Submitted to: Phytochemistry
Publication Type: Peer Reviewed Journal
Publication Acceptance Date: 1/7/1997
Publication Date: N/A
Citation: Interpretive Summary: Indole-3-acetic acid (IAA) is an important plant hormone that is found in all plants and in all plant tissues. In some plants, such as peas, a novel form of IAA, 4-CI-IAA, was also found. In order to understand the metabolism and activity of IAA and 4-CI-IAA better, we studied the distribution of both compounds in the pea plant and in pea fruit during development. 4-CI-IAA appears to be critically important to fruit growth in peas where it is uniquely required for pod elongation. This data will be useful to biochemists and plant breeders interested in improving fruit growth in peas and related crops plants. These results may also be of interest to scientists involved in studies of chemical regulation of fruit growth and could lead to improved techniques for chemical or genetic control of fruit size and/or quantity.

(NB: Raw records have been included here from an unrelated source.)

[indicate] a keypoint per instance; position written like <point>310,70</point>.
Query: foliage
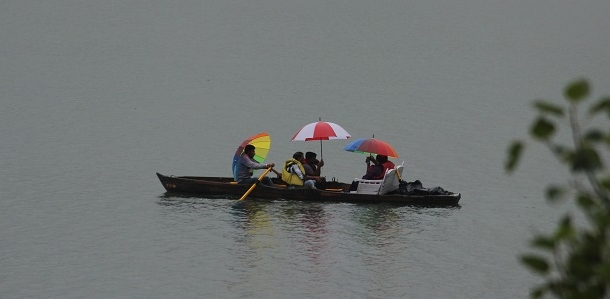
<point>573,260</point>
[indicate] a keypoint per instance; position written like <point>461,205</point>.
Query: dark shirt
<point>374,172</point>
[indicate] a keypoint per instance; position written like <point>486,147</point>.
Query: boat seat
<point>389,183</point>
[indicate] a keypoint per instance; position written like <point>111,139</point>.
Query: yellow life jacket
<point>289,177</point>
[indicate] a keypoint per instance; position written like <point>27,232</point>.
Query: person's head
<point>382,159</point>
<point>298,156</point>
<point>311,157</point>
<point>249,150</point>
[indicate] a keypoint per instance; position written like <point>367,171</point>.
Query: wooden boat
<point>225,187</point>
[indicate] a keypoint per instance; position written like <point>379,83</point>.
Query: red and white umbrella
<point>321,130</point>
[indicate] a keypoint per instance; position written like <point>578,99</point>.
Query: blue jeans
<point>250,181</point>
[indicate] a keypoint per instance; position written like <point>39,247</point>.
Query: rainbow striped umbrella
<point>262,143</point>
<point>371,146</point>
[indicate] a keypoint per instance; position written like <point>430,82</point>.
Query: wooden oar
<point>254,185</point>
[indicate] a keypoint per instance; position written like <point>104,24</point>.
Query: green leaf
<point>514,155</point>
<point>577,90</point>
<point>542,129</point>
<point>548,108</point>
<point>536,263</point>
<point>602,105</point>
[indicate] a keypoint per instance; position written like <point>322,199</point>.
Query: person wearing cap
<point>246,166</point>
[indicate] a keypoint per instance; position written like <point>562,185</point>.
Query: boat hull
<point>335,192</point>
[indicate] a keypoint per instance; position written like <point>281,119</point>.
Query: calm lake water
<point>97,96</point>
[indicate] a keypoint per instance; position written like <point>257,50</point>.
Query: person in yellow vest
<point>294,174</point>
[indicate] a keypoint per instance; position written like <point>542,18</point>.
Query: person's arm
<point>253,164</point>
<point>319,168</point>
<point>296,170</point>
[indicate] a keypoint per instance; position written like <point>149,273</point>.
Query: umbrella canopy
<point>321,130</point>
<point>371,146</point>
<point>262,143</point>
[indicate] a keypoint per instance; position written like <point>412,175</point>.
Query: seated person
<point>376,171</point>
<point>293,172</point>
<point>313,163</point>
<point>312,168</point>
<point>246,166</point>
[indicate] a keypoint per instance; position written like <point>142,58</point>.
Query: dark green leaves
<point>573,259</point>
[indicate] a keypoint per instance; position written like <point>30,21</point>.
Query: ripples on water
<point>306,248</point>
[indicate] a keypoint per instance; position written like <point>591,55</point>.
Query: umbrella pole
<point>321,156</point>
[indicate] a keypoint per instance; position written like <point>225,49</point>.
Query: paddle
<point>254,185</point>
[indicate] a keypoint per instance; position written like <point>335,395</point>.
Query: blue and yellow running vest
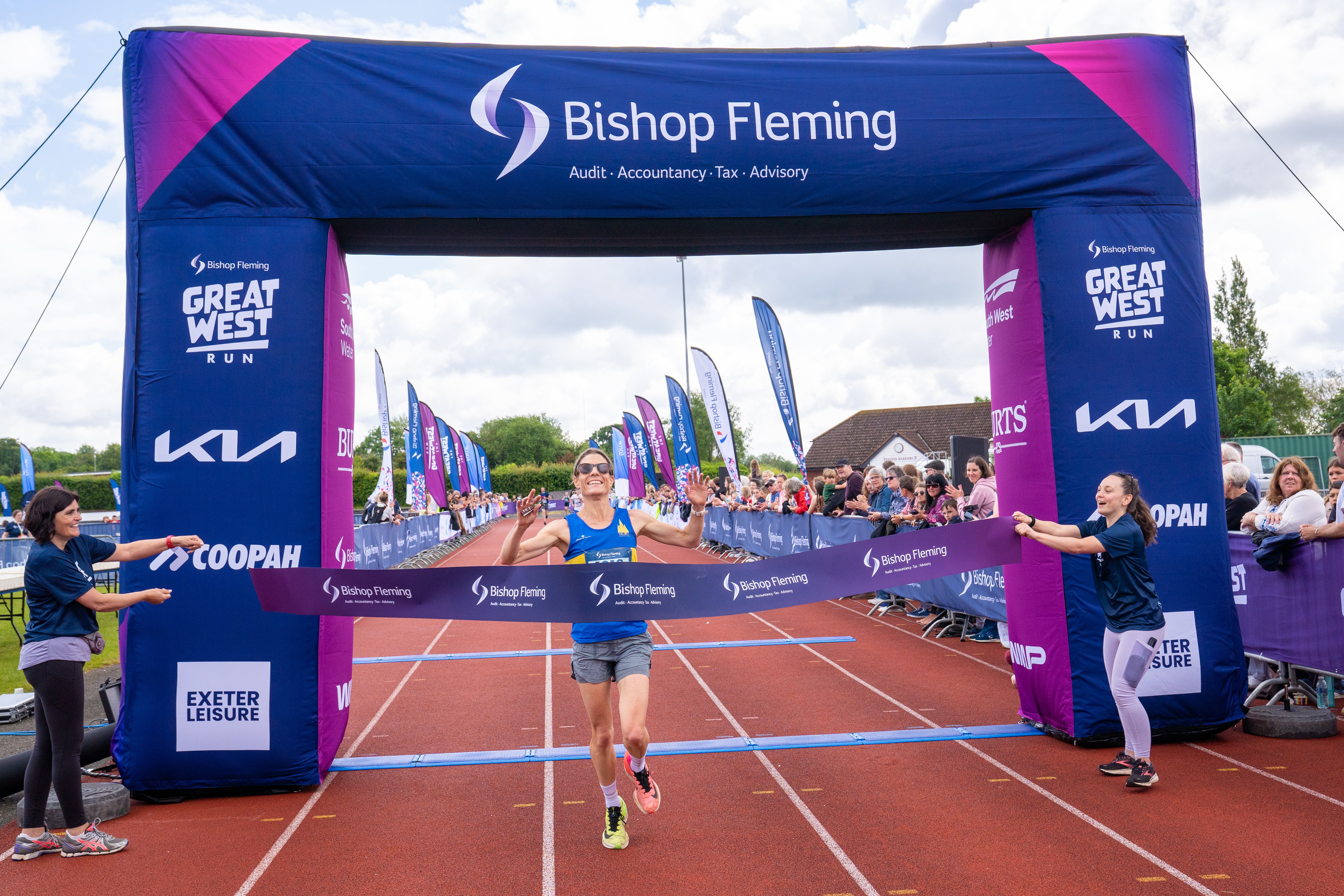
<point>614,545</point>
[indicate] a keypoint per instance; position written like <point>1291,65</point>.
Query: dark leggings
<point>56,755</point>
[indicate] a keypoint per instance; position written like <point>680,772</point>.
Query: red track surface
<point>1022,816</point>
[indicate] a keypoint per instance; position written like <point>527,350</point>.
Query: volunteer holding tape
<point>62,633</point>
<point>1135,621</point>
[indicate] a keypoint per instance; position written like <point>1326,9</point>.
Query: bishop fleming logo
<point>605,593</point>
<point>535,123</point>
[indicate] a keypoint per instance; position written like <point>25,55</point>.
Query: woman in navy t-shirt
<point>1117,542</point>
<point>62,633</point>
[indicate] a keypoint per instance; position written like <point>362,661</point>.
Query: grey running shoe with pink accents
<point>91,843</point>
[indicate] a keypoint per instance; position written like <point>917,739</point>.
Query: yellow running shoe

Technical Abstract: Endogenous IAA and 4-chloroindole-3-acetic acid (4-CI-IAA) were analyzed in vegetative and reproductive tissues of the garden pea (Pisum sativum L.) using gas chromatography-mass spectrometry selected ion monitoring in the presence of stable-isotope labeled internal standards. In fruit collected 3-8 days after anthesis (DAA) conjugates of both auxins were more abundant than the free hormones. Auxin levels (ng/g fr.wt) in the seeds are small at this stage, the pericarp nevertheless contained a substantial fraction of the overall quantity of IAA and 4-CI-IAA. While, in young fruit tissues, IAA was more abundant than 4-CI-IAA, the opposite was true for seeds at the "table-ready" stage and for roots of nine-day-old seedlings. Our data suggest that both IAA and 4-CI-IAA are required to coordinate the vegetative and reproductive growth of pea plants.